Whole-genome sequencing of KwaZulu-Natal MDR and XDR outbreak strains revealed that the MDR strain (KZN-1435) has 150 short indels (<100 bp) and 46 large indels (>100 bp) relative to the wild-type strain, and the XDR sequence has 162 short indels and 37 large indels. The MDR and XDR strains contain typical mutations in gyrA, rpoB, rrs, katG, and the promoter of inhA that explain resistance to fluroquinalones, rifampicin, kanamycin, and isoniazid . Further, 22 novel mutations were identified which were unique to the XDR genome or shared only by the MDR and XDR genomes and not already known to be associated with drug resistance .
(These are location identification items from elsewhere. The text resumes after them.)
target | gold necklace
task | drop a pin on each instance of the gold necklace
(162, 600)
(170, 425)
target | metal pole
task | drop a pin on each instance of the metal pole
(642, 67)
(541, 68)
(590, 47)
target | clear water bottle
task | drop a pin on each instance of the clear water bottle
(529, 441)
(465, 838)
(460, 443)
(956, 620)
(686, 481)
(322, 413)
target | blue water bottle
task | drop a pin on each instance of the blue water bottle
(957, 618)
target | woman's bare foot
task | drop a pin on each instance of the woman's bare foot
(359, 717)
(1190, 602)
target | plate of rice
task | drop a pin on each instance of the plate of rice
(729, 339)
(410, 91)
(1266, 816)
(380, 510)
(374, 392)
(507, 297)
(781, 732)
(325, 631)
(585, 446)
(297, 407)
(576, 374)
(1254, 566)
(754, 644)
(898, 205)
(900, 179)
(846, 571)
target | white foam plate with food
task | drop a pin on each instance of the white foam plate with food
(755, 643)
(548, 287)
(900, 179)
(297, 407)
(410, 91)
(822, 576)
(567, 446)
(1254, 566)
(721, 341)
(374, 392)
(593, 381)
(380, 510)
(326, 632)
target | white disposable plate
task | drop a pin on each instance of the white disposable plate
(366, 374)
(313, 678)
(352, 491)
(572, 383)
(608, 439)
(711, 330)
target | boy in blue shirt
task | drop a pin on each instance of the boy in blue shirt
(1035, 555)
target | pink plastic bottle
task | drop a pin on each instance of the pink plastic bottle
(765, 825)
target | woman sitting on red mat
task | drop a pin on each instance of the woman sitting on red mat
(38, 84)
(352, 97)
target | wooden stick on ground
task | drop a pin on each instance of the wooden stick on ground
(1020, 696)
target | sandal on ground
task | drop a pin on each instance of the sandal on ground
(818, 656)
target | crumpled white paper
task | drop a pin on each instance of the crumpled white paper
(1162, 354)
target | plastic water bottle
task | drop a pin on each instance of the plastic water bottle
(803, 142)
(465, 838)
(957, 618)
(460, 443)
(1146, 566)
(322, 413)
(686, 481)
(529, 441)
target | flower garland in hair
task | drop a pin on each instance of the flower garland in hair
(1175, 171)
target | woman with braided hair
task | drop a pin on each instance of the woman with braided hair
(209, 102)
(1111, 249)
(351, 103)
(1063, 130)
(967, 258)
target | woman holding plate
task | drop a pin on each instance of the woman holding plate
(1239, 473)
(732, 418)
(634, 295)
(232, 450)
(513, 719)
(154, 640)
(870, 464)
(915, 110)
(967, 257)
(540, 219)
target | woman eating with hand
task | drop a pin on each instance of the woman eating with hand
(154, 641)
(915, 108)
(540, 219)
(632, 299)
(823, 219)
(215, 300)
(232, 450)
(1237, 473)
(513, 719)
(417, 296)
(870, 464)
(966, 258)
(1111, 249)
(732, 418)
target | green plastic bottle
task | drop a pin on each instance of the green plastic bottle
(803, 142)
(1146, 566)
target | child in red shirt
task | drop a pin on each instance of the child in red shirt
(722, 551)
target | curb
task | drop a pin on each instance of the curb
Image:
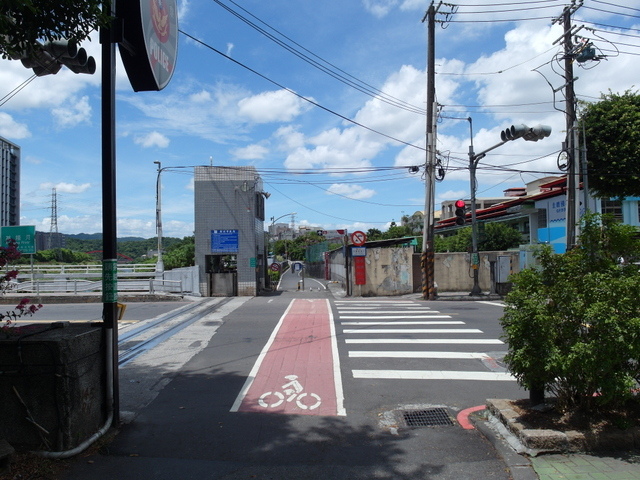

The computational genomics-proteomics analysis of 21 mycobacterial genomes, reported that 1250 Mycobacterium gene families are conserved across all species . Further, a recent study by Viale et al. describes the contribution of genomics and functional genomics to studies of the evolution, virulence, epidemiology and diagnosis of Mycobacterium bovis and Mycobacterium avium subspecies paratuberculosis . Genomic and transcriptomic analysis of the streptomycin-dependent MTB strain 18b provide insight into both the evolution of tubercle bacilli and the functioning of the ribosome . Further another comparative genomics and proteomic analysis of four Non-tuberculous Mycobacterium spp. and MTB complex reported the occurrence ESX-1, ESX-3, and ESX-4 regions (suppose to code for immunogenic proteins) in the genomes of most mycobacteria .
Comparative genomics revealed the genomic diversity among different MTB strains, specifically, the identification of particular genes that differ between virulent, avirulent or attenuated and drug resistance MTB strains. Though, most of the comparative genomics studies have been carried out on MTB H37Rv, MTB H37Ra, MTB Erdman, MTB CDC1551 and Mycobacterium bovis BCG, comparative genomics and proteomics studies are yet to be done for many strains of MTB sequenced recently. Therefore, the development of an in silico technology to study the gene and protein variations of different MTB strains will enhance understanding of virulence and drug resistance properties among them which may give insights the molecular mechanisms of pathogenicity, drug resistance and also give a new direction for the development of new drugs against TB.